A infecção pelo VIH aumenta o risco de linfoma não-Hodgkin (NHL) e linfoma de Hodgkin (HL). Anteriormente, os doentes com linfoma associado ao VIH (HAL) tinham resultados significativamente piores e aumentaram a mortalidade e morbilidade associadas ao tratamento em comparação com os doentes não infectados com linfoma – há cerca de 30 anos, o prognóstico dos doentes infectados com VIH era, em média, de apenas dois meses. Hoje em dia, graças à terapia anti-retroviral altamente activa (HAART), já não é este o caso: os doentes HAL e os doentes sem infecção pelo VIH podem, em princípio, receber o mesmo tratamento para o linfoma.

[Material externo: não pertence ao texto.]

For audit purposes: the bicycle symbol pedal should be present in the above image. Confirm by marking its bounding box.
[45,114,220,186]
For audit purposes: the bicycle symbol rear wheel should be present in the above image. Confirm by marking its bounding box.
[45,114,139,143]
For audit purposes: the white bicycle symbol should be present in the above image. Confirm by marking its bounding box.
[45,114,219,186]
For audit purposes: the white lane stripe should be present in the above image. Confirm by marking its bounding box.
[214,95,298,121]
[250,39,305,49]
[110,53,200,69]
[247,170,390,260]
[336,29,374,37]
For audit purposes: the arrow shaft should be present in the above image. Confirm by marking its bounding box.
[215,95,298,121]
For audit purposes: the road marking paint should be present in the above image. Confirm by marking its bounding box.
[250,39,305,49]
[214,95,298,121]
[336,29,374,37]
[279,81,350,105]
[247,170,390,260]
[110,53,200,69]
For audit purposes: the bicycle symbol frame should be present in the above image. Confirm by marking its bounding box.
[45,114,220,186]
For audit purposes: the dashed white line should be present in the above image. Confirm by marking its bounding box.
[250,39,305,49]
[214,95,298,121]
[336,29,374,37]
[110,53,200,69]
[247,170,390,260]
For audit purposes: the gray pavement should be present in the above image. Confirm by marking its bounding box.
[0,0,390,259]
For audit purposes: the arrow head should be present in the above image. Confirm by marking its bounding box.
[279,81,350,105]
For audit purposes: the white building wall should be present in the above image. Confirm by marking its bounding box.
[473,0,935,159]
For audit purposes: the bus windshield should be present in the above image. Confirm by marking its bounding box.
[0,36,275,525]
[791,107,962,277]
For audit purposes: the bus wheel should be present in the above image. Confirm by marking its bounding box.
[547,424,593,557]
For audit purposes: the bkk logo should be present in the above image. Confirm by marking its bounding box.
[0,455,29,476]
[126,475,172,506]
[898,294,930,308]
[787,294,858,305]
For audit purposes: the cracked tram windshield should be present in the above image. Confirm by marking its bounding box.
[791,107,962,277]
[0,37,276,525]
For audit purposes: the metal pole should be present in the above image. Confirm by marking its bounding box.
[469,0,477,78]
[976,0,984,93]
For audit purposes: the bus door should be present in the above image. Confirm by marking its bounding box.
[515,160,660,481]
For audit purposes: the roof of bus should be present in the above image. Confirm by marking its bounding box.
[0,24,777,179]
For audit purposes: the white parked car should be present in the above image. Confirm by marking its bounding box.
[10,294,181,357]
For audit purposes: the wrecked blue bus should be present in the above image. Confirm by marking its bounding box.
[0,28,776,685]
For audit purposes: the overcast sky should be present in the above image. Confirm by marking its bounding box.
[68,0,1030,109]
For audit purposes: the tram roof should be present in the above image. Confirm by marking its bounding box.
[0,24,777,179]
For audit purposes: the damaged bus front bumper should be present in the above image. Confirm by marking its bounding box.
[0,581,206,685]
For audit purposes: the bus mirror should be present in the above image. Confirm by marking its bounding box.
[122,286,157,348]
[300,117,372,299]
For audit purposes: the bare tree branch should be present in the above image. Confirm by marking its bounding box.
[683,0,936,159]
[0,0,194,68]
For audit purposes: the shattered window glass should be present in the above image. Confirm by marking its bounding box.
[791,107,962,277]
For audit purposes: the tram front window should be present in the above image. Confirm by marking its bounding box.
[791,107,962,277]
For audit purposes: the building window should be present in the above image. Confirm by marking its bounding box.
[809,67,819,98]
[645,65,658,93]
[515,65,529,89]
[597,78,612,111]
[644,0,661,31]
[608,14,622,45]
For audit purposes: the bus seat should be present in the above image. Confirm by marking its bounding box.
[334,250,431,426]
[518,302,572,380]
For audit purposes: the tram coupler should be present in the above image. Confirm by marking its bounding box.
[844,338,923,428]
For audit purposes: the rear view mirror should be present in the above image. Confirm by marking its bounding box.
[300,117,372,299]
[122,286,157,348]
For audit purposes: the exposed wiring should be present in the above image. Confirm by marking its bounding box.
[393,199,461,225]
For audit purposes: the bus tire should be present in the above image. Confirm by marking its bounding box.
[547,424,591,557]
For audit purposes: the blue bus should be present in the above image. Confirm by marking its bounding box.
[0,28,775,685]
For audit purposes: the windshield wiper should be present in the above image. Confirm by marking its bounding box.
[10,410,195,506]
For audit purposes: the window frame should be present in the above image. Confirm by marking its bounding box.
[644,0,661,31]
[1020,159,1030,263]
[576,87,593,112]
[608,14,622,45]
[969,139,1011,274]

No entanto, o que permaneceu pouco claro até agora foi o papel do transplante autólogo de células estaminais em pacientes infectados com VIH. Um estudo apresentado no Congresso da ASH de 2014 forneceu novos conhecimentos fundamentais que poderiam mudar a prática clínica nesta população.
Regime BEAM antes do transplante
Incluíam-se 43 pacientes, todos com mais de 15 anos, com quimioterapia sensível, refractária ou recaída de NHL ou HL e infecção tratável pelo HIV-1. Três dos participantes já mostraram progresso antes de iniciar a terapia e foram, portanto, excluídos. 40 pacientes foram submetidos a transplante no dia 0, precedido pelo regime de alta dose de BEAM. Isto inclui carmustina 300 mg/m2 (6 dias antes), etoposida 100 mg/m2 2×/d (5-2 dias antes), citarabina 100 mg/m2 (5-2 dias antes) e melphalan 140 mg/m2 (1 dia antes). O HAART foi suspenso durante o regime preparatório e depois até que as toxicidades gastrointestinais associadas à terapia, tais como náuseas e vómitos, tivessem sido resolvidas. O ponto final primário do estudo foi a sobrevivência global de 1 ano. Os parâmetros secundários foram resposta, mortalidade relacionada com transplantação, sobrevivência sem progressão (PFS) e complicações relacionadas com infecções.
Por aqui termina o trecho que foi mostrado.